We will perform the same example as in the previous case, but using the pie chart.
In the previous graph we can see that the users of the camping and recreational areas have a preference for the use of tourism to access these areas. As in the previous graph, we can "eliminate" some specific cases by clicking on the values in the legend.
Area chart
An area chart is a chart that combines aline chartand a bar chart to show changes in quantities over time.
For this type of chart, it is strictly necessary that the column selected for the X-Axis is of type date (e.g. 2023-01-02T08:36:00).
Within the set of "Nature activity bookings in Tenerife", we will go to the area graph option and select for the X Axis "start_date" and in the Y Axis "Sum" and the column "number_of_people". In this way, we will be able to analyze the sum of people enrolled in nature activities collected by date.
In the upper area of the graph there is a gray bar that allows us to select the period of dates to be displayed.
Histogram graph
A histogram is a graphical representation of a numerical and continuous variable in the form of bars, where the surface of the bar indicates the total number of values in the interval.

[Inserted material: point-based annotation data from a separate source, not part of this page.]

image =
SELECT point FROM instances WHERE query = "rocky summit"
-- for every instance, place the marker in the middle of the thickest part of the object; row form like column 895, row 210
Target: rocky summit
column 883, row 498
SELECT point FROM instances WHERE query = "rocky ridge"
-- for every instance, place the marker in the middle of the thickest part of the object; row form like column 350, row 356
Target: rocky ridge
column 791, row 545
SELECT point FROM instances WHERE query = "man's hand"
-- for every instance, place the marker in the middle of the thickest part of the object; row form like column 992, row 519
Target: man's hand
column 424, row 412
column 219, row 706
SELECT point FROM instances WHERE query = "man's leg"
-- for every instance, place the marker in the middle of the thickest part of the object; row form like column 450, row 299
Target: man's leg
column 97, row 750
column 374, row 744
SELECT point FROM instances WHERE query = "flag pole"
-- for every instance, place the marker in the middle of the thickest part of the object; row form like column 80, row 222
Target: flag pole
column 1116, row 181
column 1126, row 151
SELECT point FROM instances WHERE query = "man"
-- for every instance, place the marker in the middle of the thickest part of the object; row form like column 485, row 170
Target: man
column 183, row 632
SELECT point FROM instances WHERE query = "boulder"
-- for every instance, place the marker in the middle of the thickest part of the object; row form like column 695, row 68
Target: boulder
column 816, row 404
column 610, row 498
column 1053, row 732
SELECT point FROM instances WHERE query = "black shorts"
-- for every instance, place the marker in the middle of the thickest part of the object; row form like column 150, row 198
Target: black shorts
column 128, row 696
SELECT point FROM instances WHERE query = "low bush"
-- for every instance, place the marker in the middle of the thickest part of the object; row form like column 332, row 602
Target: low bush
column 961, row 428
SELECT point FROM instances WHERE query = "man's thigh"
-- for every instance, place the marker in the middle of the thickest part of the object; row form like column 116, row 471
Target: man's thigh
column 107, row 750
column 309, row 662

For this type of representation it is necessary that the resource has at least one numerical column.
In this case we are interested in knowing how the number of available places is distributed taking into account the set "Tourist accommodations in Tenerife".

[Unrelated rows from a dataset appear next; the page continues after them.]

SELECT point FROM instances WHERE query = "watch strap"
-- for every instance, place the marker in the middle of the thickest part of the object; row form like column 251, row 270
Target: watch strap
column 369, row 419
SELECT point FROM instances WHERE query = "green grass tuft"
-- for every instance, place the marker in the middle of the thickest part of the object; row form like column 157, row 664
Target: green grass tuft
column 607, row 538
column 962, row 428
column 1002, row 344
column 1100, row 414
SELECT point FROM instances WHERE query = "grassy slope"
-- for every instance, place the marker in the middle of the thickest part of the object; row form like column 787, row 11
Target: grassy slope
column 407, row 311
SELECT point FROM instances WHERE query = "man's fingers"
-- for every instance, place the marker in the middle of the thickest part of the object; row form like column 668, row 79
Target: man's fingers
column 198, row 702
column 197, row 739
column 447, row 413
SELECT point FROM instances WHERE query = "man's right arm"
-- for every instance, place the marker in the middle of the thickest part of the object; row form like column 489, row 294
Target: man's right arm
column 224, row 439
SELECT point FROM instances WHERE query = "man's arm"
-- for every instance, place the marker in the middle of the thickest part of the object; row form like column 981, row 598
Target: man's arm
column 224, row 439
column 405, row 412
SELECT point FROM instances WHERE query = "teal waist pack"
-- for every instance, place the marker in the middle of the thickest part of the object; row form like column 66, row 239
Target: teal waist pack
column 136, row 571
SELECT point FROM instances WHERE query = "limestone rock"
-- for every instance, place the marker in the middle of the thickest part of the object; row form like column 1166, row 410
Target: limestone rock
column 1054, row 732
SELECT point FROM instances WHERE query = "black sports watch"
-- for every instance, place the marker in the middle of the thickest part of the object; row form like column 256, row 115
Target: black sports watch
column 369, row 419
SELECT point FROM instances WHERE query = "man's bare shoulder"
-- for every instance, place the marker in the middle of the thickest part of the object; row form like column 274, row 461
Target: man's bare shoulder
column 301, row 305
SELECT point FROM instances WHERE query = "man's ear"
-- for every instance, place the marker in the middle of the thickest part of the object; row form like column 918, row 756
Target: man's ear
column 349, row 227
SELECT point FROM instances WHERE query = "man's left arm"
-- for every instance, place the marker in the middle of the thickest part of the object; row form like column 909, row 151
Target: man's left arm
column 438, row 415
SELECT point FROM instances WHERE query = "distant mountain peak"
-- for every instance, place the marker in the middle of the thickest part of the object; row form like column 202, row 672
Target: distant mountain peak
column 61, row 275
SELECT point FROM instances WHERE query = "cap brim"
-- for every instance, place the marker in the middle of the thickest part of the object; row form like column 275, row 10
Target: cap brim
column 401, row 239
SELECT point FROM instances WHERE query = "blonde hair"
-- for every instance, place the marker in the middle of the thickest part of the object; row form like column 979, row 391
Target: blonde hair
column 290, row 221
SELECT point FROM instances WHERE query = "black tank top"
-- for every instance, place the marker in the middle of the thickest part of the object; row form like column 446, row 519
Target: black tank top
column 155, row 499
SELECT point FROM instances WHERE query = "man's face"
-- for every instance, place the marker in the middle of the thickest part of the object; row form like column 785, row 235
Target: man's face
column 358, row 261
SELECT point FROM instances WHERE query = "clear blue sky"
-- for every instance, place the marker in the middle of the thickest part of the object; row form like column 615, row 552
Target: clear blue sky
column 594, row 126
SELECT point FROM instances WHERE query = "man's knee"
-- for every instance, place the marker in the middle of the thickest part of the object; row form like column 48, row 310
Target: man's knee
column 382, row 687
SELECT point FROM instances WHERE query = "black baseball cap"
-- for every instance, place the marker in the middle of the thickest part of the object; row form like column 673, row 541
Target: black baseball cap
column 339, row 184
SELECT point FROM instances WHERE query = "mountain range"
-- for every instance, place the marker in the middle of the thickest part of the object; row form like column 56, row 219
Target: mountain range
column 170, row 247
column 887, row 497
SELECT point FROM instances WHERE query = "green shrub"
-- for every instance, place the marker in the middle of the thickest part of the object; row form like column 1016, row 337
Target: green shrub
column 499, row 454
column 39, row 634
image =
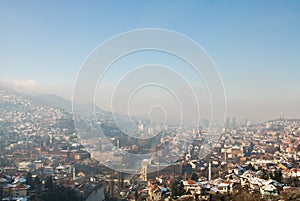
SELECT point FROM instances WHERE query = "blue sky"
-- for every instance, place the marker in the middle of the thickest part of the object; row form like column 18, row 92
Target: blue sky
column 255, row 44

We have grouped the number of places available in Tenerife's accommodations in 5 intervals and we can see that 502 accommodations have less than 272 places and 7 have more than 1086.
Line graph
Line charts allow us to visualize changes over a continuous range, such as time or distance. Visualizing change with a line chart allows you to see the overall trend at a glance and simultaneously compare multiple trends.
Again, as with the area chart, the X-Axis column needs to be of type date in order to display information. If you select a data set that does not meet this condition, you will not be able to view the line chart or the area chart.
To exemplify this, we will do it again through the set "Reservations of nature activities in Tenerife", but visualizing other information. In order to analyze the number of caravans used in the activities we select "start_date" in the X Axis and in the Y Axis "Sum" in the column "caravan_quantity".
In the upper area of the graph there is a gray bar that allows us to select the period of dates to be displayed.
Rectangle chart
The rectangle chart allows us to have a hierarchical view of the data from rectangles whose size depends on the chosen data.
We return to the data set "Influx of recreational areas in Tenerife". This time we want to know which recreational areas are receiving more affluence during 2023. In Axis X we will choose "toponymy". In theY Axis , we will choose as operation to apply "Sum" and the "quantity" column.
Radial chart
Radial charts are used to evaluate different options based on multiple variables. They allow us to display one or more variables in a two-dimensional graph; each radius corresponds to one variable.
We access the data set "Sensors of the meteorological stations of Tenerife". This time we want to know the number of meteorological sensors of each type. To do this, we can choose the type of radialgraph , in the X Axis "sensor_name" and in the Y Axis "Count".
With the gray bar we can remove values from the graph.
Scatter plot
Scatter plots show numerical coordinates on the X-axis and Y-axis. They are used to find out to what extent one variable is affected by another.
For this type of representation it is necessary that the resource has at least two numerical columns.
We are going to use the data set "Nature activity reservations in Tenerife" to see the correlation between people and caravans.
It can be seen that there is no linear relationship between the number of people and the number of caravans. In addition, this graph allows you to view specific data by dragging the ends of the gray bars at the top and right of the graph.